Given is an undirected graph with $N$ vertices and $M$ edges. The $i$-th edge connects Vertices $A_i$ and $B_i$ and has a weight of $C_i$.

Initially, all vertices are painted black. You can do the following operation at most $K$ times.

• Operation: choose any vertex $v$ and any integer $x$. Paint red all vertices reachable from the vertex $v$ by traversing edges whose weights are at most $x$, including $v$ itself.

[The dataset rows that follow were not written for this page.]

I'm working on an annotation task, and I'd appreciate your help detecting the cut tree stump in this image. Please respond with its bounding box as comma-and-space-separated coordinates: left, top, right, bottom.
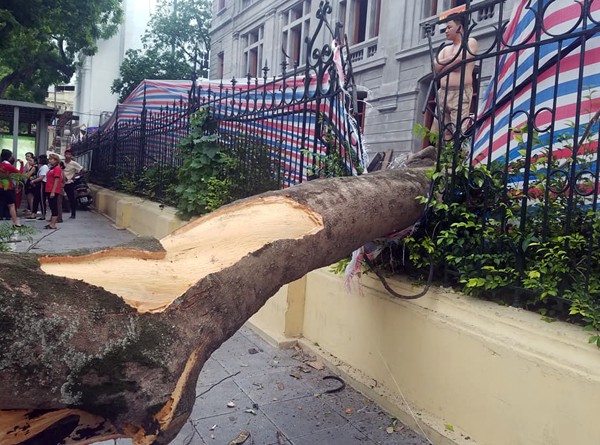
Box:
0, 167, 430, 445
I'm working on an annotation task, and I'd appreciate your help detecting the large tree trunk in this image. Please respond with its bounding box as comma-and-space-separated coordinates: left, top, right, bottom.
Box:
0, 167, 430, 445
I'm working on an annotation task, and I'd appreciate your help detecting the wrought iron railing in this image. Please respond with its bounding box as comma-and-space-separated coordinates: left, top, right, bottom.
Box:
424, 0, 600, 306
71, 0, 363, 205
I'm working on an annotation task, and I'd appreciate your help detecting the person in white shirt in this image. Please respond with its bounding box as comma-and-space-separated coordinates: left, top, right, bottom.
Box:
62, 149, 86, 219
31, 154, 49, 220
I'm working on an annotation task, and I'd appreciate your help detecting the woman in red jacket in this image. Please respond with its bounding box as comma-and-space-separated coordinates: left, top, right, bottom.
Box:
0, 149, 24, 228
45, 153, 63, 230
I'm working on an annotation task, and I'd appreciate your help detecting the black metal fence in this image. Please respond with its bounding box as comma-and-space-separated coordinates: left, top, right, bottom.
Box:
71, 0, 363, 205
423, 0, 600, 307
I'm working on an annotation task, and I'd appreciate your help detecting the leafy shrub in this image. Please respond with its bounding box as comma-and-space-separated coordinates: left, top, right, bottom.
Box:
174, 109, 279, 218
384, 124, 600, 346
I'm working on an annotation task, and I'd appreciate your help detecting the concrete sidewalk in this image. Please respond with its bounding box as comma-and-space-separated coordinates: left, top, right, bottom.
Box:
165, 327, 432, 445
11, 208, 136, 254
9, 209, 431, 445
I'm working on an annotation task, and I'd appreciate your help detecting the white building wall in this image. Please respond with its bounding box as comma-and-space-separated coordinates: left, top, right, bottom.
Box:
75, 0, 159, 129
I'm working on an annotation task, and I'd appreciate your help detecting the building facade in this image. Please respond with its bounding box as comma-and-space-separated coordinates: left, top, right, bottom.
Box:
210, 0, 515, 158
75, 0, 159, 131
44, 85, 76, 152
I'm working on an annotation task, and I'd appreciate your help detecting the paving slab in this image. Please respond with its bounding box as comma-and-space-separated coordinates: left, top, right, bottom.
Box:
234, 368, 317, 406
259, 395, 348, 440
291, 425, 371, 445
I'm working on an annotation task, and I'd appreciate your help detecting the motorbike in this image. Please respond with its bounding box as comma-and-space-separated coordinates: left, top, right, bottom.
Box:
72, 175, 93, 210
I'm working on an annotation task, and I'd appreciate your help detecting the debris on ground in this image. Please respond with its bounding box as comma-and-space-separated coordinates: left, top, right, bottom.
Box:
276, 431, 287, 445
228, 430, 251, 444
322, 375, 346, 393
227, 401, 236, 408
306, 360, 325, 370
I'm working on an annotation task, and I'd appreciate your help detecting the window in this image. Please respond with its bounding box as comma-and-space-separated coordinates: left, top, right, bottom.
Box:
281, 1, 311, 67
423, 0, 466, 18
217, 52, 224, 79
241, 0, 258, 8
338, 1, 347, 31
242, 26, 264, 77
218, 0, 225, 11
421, 0, 466, 38
356, 97, 366, 132
348, 0, 381, 45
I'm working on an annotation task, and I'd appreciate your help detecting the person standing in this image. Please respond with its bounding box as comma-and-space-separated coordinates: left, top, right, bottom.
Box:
23, 154, 38, 217
32, 154, 49, 220
432, 13, 478, 140
0, 149, 24, 227
44, 153, 63, 230
62, 149, 86, 219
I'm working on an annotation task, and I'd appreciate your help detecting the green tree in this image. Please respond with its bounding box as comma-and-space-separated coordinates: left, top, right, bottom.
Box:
110, 47, 192, 101
0, 0, 123, 103
111, 0, 211, 101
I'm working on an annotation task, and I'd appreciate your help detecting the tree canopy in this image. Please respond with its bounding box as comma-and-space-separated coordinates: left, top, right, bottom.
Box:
0, 0, 123, 103
111, 0, 211, 102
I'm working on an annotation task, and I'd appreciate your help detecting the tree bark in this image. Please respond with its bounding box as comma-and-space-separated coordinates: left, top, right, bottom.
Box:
0, 167, 430, 445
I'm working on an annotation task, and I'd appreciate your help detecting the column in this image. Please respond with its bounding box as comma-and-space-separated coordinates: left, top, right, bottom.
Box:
12, 106, 19, 154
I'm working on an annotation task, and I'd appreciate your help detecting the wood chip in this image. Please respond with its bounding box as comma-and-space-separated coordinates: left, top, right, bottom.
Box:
306, 360, 324, 370
228, 430, 250, 444
276, 431, 286, 445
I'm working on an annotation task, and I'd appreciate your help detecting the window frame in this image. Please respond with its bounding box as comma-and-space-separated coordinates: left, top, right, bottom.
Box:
347, 0, 381, 46
281, 0, 312, 68
217, 52, 225, 79
241, 25, 264, 77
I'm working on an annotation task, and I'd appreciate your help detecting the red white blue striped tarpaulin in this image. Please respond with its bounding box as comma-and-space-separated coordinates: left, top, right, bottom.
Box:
473, 0, 600, 167
102, 67, 363, 185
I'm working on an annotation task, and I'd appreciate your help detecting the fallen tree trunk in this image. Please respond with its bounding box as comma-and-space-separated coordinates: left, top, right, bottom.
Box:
0, 167, 430, 445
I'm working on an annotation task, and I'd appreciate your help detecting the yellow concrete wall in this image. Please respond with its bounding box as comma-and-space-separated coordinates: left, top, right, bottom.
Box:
250, 278, 307, 348
295, 269, 600, 445
249, 286, 291, 347
89, 185, 187, 238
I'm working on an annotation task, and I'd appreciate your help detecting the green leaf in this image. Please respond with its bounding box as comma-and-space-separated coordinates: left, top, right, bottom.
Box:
527, 270, 541, 279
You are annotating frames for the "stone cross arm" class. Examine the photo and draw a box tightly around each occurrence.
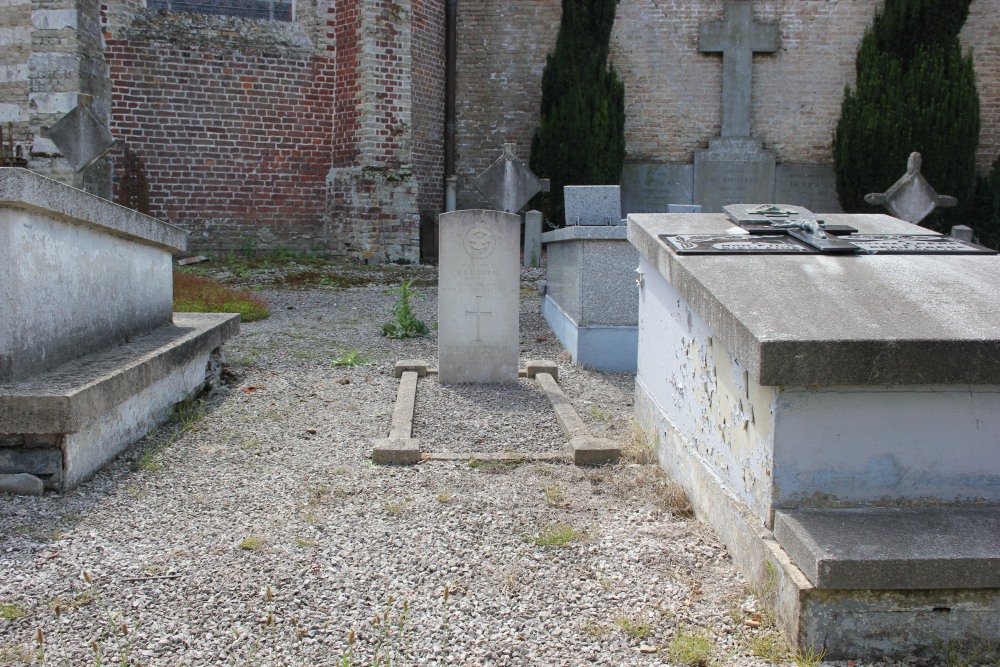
[699,1,779,138]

How many sets can be the set of vertices painted red after the operations? Find the count modulo $998244353$.

Constraints

• $2 \leq N \leq 10^5$
• $0 \leq M \leq 10^5$
• $1 \leq K \leq 500$
• $1 \leq A_i,B_i \leq N$
• $1 \leq C_i \leq 10^9$
• All values in input are integers.

Input

Input is given from Standard Input in the following format:

$N$ $M$ $K$

$A_1$ $B_1$ $C_1$

$\vdots$

$A_M$ $B_M$ $C_M$

Output

Print the answer.

3 2 1
1 2 1
2 3 2

6

For example, an operation with $(v,x)=(2,1)$ paints Vertices $1,2$ red, and an operation with $(v,x)=(1,0)$ paints Vertex $1$.

After at most one operation, the set of vertices painted red can be one of the following six: $\{\},\{1\},\{2\},\{3\},\{1,2\},\{1,2,3\}$.

5 0 2

16

The given graph may not be connected.

6 8 2
1 2 1
2 3 2
3 4 3
4 5 1
5 6 2
6 1 3
1 2 10
1 1 100

40

The given graph may have multi-edges and self-loops.